Ayonusa.com – Wakil Ketua Dewan Perwakilan Rakyat Daerah (DPRD) Provinsi Sumatera Barat (Sumbar), Evi Yandri Rajo Budiman dan Yayasan Pelita Jiwa Insani (YPJI) kembali menjemput orang dalam gangguan jiwa (ODGJ) untuk dirawat dan diobati, Rabu (4/2). Kali ini ODGJ yang dijemput masih anak-anak laki-laki berusia 12 tahun. Ia masih duduk di sekolah dasar (SD) kelas lima.
Mengingat umurnya masih sangat muda, Evi Yandri mengatakan, pendidikannya juga mesti dicarikan solusi. Untuk itu YPJI akan mengkoordinasikan pada pihak sekolah bagaimana agar bersangkutan tetap bisa mendapatkan pendidikan.
“Kita berharap ia nantinya bisa untuk tetap lanjut sekolah. Umurnya masih muda, masa depannya masih panjang, nanti selama dirawat dan diobati YPJI juga akan dicarikan solusi dan dikoordinasikan bagaimana kelanjutan sekolah Faliq,” kata Evi.
Saat Evi Yandri dan YPJI menjemput bersangkutan di rumah orangtuanya di Pasar Lalang, Kuranj, dalam keadaan dirantai.
Orangtuanya bercerita, anak mereka terpaksa dirantai karena perilakunya sudah sangat mengganggu warga sekitar. Ia kerap mencuri barang-barang dan menjualnya. Semakin lama kondisi itu terlihat semakin menggangu.
Keadaannya yang sudah dirantai itu kemudian diketahui lurah yang kemudian melaporkan pada tim Evi Yandri dan YPJI. Untuk itulah kemudian Faliq dijemput.
Evi Yandri mengatakan keadaan ganggu jiwa anak tersebut muncul pasca sering menghirup lem.
“Efek sering menghirup atau menghisap lem ini sama dengan mengonsumsi narkoba. Dampaknya adalah bisa merusak psikologi, mental dan mengakibatkan gangguan jiwa,” ujar Evi.
Ia prihatin dengan kondisi yang dialami anak tersebut, apalagi mengingat usianya yang masih sangat muda dan tergolong anak-anak.
“Bersangkutan tidak semestinya dirantai, ia harus dirangkul, dirawat dan diobati. Untuk itulah kami datang menjemputnya. Semoga nanti setelah diobati dan dirawat di YPJI, ia bisa sembuh,” kata Evi lagi.
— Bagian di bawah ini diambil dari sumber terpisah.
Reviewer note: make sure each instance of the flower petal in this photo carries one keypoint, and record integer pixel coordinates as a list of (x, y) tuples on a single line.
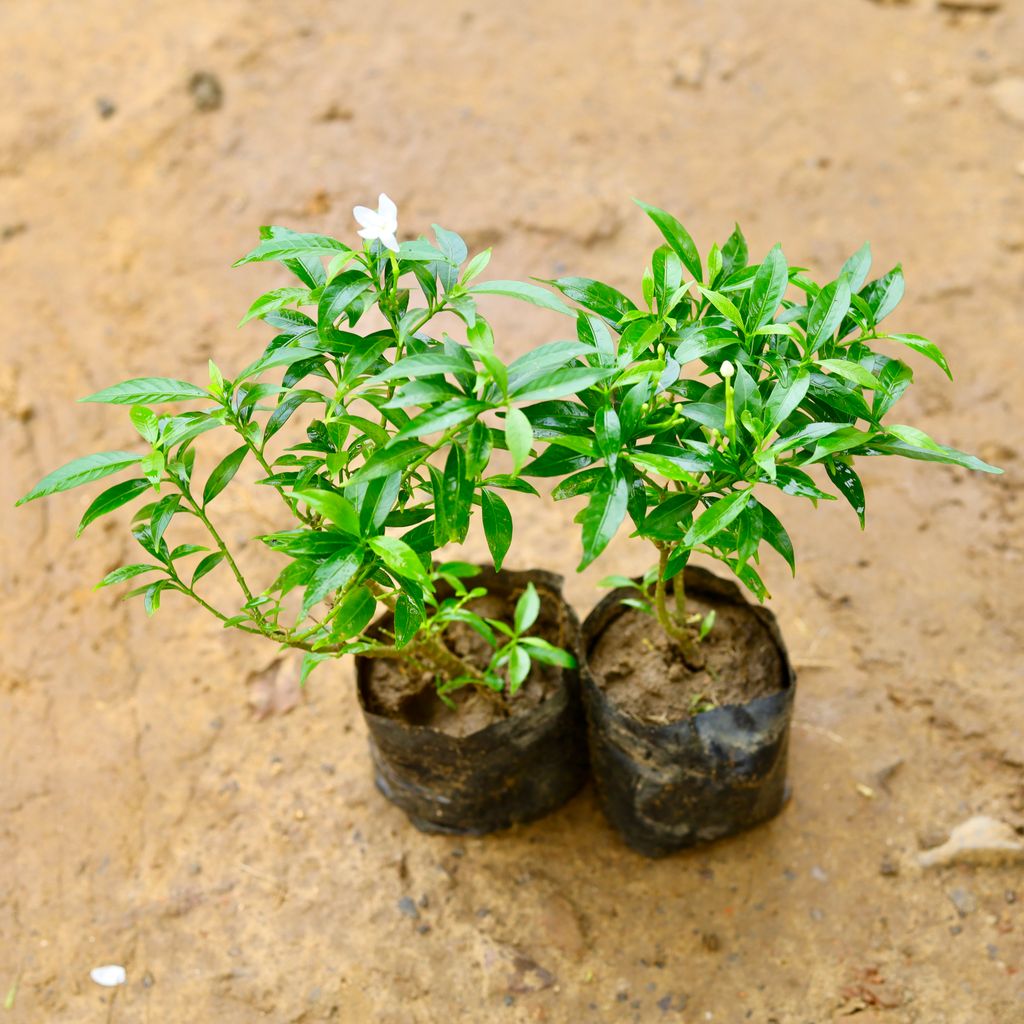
[(365, 216), (386, 209)]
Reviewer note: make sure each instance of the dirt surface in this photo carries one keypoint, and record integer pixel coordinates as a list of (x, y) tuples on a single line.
[(642, 671), (245, 869), (397, 690)]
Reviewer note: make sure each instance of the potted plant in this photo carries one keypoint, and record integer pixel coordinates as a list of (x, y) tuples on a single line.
[(718, 389), (467, 680)]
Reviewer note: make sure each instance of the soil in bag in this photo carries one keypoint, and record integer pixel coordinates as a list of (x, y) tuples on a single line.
[(485, 764), (679, 756)]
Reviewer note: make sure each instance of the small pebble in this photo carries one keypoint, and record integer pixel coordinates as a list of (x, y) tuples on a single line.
[(964, 901), (888, 867), (207, 92)]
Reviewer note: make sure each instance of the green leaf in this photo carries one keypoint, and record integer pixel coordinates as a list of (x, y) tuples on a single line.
[(532, 294), (769, 286), (526, 609), (784, 399), (79, 471), (497, 525), (923, 345), (734, 253), (293, 246), (559, 383), (849, 485), (602, 516), (112, 499), (851, 371), (448, 414), (826, 312), (920, 445), (223, 474), (677, 237), (408, 620), (541, 650), (331, 576), (334, 507), (207, 565), (354, 613), (399, 557), (518, 668), (518, 437), (775, 534), (390, 460), (126, 572), (596, 296), (716, 517), (274, 300), (884, 294), (146, 390), (476, 266), (724, 305), (145, 422), (856, 267), (339, 295), (426, 365)]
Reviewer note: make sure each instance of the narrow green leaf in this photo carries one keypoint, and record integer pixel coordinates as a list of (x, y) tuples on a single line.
[(526, 608), (518, 437), (532, 294), (207, 565), (294, 246), (146, 390), (354, 613), (112, 499), (79, 471), (399, 557), (271, 301), (826, 313), (125, 572), (716, 517), (677, 237), (223, 474), (602, 516), (497, 525), (767, 290), (923, 345), (334, 507)]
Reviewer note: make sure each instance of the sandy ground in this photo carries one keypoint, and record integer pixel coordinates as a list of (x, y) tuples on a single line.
[(246, 869)]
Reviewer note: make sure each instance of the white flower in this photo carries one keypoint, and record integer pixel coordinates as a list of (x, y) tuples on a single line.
[(110, 976), (380, 223)]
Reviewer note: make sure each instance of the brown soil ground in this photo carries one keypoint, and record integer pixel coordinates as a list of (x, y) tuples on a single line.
[(643, 673), (245, 868)]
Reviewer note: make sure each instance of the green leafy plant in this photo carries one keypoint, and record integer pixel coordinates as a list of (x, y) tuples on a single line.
[(392, 458), (726, 380)]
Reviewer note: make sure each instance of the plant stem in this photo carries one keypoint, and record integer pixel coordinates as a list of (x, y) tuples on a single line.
[(676, 631)]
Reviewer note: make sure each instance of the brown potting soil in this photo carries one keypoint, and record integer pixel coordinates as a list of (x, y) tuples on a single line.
[(641, 669), (400, 691)]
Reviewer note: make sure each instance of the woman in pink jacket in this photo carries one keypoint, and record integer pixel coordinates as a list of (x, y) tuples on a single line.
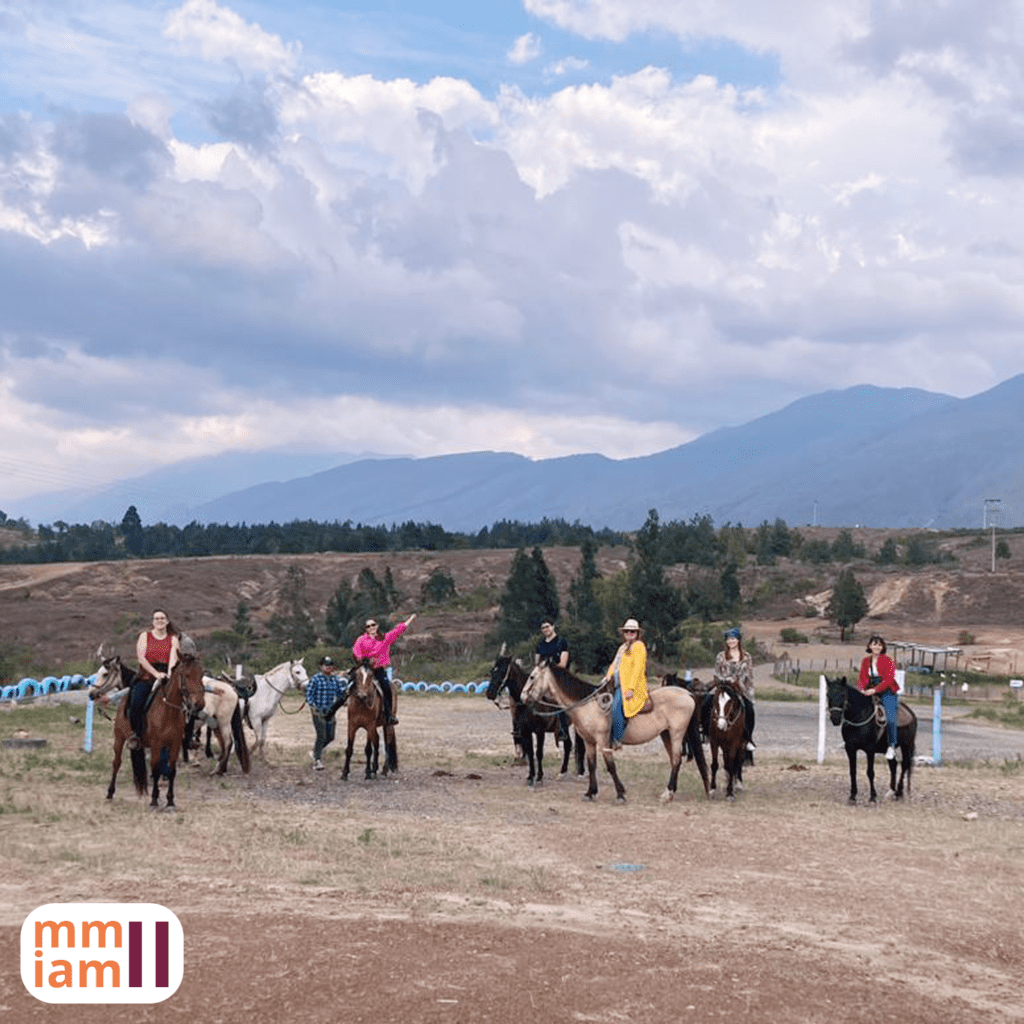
[(375, 646)]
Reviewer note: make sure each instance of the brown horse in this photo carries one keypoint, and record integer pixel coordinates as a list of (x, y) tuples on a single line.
[(727, 732), (366, 711), (672, 719), (175, 699)]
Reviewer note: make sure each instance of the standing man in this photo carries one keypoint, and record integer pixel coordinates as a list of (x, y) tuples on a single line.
[(325, 693), (554, 650)]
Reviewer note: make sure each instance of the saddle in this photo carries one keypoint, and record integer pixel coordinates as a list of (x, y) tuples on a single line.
[(903, 716)]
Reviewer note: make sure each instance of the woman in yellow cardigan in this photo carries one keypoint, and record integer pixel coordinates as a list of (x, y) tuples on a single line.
[(630, 672)]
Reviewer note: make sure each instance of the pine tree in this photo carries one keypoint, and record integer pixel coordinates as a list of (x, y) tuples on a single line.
[(293, 624), (656, 603), (847, 605)]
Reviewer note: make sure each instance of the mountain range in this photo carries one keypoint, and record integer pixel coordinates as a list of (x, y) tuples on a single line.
[(866, 455)]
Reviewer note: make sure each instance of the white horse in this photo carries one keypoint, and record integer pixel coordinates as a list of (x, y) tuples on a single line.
[(270, 687)]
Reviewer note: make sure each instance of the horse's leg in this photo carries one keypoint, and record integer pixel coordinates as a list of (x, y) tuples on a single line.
[(674, 748), (609, 763), (119, 742), (591, 769), (851, 753)]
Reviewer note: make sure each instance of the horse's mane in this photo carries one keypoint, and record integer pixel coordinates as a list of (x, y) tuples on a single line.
[(571, 684)]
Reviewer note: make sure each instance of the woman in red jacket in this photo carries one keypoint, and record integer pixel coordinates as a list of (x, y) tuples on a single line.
[(878, 677)]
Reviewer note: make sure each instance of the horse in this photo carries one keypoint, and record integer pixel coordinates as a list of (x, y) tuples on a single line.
[(854, 710), (673, 719), (727, 731), (220, 706), (366, 711), (176, 697), (529, 726), (270, 687)]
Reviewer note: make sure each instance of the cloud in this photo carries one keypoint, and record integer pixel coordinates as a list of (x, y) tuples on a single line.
[(220, 34), (299, 253), (524, 49)]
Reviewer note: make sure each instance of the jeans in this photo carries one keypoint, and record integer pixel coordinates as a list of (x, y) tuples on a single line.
[(325, 732), (890, 701), (617, 715)]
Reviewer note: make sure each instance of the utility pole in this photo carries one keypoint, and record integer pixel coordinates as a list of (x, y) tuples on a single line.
[(992, 506)]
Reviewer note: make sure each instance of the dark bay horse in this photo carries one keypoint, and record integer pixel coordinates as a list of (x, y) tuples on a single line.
[(529, 726), (853, 710), (175, 699), (366, 711), (673, 719), (727, 732)]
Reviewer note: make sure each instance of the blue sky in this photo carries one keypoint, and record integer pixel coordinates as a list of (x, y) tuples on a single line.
[(543, 226)]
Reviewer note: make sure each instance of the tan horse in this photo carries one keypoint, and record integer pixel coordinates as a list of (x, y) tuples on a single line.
[(366, 711), (221, 716), (673, 719), (175, 699)]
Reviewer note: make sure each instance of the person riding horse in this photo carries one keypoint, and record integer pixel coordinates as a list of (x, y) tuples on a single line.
[(878, 679), (630, 673), (733, 667), (377, 647), (158, 651)]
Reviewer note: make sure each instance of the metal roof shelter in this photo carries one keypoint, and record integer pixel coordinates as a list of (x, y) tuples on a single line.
[(919, 653)]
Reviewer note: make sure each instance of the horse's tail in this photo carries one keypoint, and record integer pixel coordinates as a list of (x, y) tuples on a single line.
[(693, 737), (138, 770), (241, 747)]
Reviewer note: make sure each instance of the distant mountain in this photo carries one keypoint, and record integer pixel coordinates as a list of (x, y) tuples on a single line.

Ia mengatakan belajar dari kondisi bersangkutan, para orangtua dan para guru mesti meningkatkan kewaspadaan. Semua pihak mesti memahami bahwa efek merusak seperti dampak dari penyalahgunaan narkoba bisa didapat dari benda keseharian.
“Menghisap lem, mengonsumsi obat batuk dan obat pereda nyeri dalam jumlah banyak itu efeknya sama dengan mengonsumsi narkoba. Ini sangat merusak mental dan kejiwaan. Mari kita awasi bersama anak-anak dan orang-orangnya sekitar kita,” katanya lagi.
Ketua YPJI, Syafrizal mengatakan kasus gangguan kejiwaan dengan kebiasaan mencuri sebelumnya sempat pula ditangani YPJI. Ia juga mencuri barang-barang keluarga dan orang sekitar, namun berbeda dengan F, R tidak menjual hasil curiannya.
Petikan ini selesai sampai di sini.